Many investors buy commodities such as oil as a hedge against inflation when the dollar falls. Also, a weaker greenback makes oil less expensive to investors dealing in other currencies. Many analysts believe the dollar's protracted decline is the primary reason oil prices have doubled over the past year.
The EIA said oil inventories fell by 4.6 million barrels last week. Analysts surveyed by energy research firm Platts expected a much smaller decline of about 1.4 million barrels.
But other elements of the report were considered bearish for prices, and pulled oil off its earlier highs. Supplies of gasoline and distillate fuels such as diesel and heating oil both rose last week, and demand for gasoline fell by 1.3 percent.
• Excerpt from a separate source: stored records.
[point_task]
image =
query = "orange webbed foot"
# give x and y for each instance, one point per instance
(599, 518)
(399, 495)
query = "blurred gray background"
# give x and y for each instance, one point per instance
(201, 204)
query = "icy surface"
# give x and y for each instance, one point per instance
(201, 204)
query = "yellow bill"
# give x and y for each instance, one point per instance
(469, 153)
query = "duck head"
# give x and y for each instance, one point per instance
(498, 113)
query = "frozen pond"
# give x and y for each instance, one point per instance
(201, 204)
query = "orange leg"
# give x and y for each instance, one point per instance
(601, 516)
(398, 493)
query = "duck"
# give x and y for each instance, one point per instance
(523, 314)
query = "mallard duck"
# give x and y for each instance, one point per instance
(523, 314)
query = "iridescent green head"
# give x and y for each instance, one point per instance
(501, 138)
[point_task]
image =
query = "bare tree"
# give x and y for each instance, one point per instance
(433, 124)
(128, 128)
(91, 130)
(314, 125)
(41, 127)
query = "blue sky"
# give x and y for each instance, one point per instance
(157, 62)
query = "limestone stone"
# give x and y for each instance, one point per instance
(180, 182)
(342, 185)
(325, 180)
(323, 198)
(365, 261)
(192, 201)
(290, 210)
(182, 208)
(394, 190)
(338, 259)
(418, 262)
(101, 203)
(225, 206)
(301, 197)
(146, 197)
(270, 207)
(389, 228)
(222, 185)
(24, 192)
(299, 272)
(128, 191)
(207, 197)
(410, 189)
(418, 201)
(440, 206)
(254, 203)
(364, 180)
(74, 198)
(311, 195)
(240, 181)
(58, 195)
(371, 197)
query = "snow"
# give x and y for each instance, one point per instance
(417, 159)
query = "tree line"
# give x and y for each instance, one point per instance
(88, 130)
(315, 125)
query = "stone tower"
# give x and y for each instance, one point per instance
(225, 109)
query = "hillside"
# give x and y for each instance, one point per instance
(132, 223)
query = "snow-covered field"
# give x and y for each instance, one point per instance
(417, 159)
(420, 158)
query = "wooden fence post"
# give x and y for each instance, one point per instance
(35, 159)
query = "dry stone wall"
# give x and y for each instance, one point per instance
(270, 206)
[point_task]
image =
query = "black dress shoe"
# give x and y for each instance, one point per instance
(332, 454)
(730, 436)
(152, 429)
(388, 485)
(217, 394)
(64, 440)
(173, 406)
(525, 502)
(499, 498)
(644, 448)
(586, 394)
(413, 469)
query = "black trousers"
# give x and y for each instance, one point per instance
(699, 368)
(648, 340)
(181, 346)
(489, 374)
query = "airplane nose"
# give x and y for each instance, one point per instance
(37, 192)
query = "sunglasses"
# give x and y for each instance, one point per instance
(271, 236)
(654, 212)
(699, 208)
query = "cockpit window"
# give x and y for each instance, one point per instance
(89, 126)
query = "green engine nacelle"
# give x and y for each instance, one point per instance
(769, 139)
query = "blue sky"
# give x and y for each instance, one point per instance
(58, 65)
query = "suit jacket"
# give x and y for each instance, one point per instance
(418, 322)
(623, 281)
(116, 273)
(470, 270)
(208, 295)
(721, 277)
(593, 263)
Retail gas prices, meanwhile, rose to another record Wednesday, rising 0.9 cent overnight to a national average of $4.052, according to a survey of stations by AAA and the Oil Price Information Service. Prices continue rising, despite falling demand, because the price of oil keeps moving higher.
While oil prices have slipped some from last week's trading record of $139.12 a barrel, analysts say gas prices still have some catching up to do, and could rise another nickel or so. Of course, if oil futures blast past that record and reach new highs, gas prices will likely rise even higher.
Also supporting oil prices Wednesday was Royal Dutch Shell PLC's decision to extend force majeure on some Nigerian oil shipments, a legal declaration that means the company can't meet contractual obligations to supply some customers. The company first made the declaration following a militant attack in April.
CBS' The Early Show anchor Harry Smith spoke to Ray Carbone, an oil trader and broker at Paramount Options, about just and how much impact that activity has on the price of crude and, by extension, gas.
"We buy and sell oil. I trade options on the oil futures market. We're watching the price and all of the components that go into making that price up," Carbone said.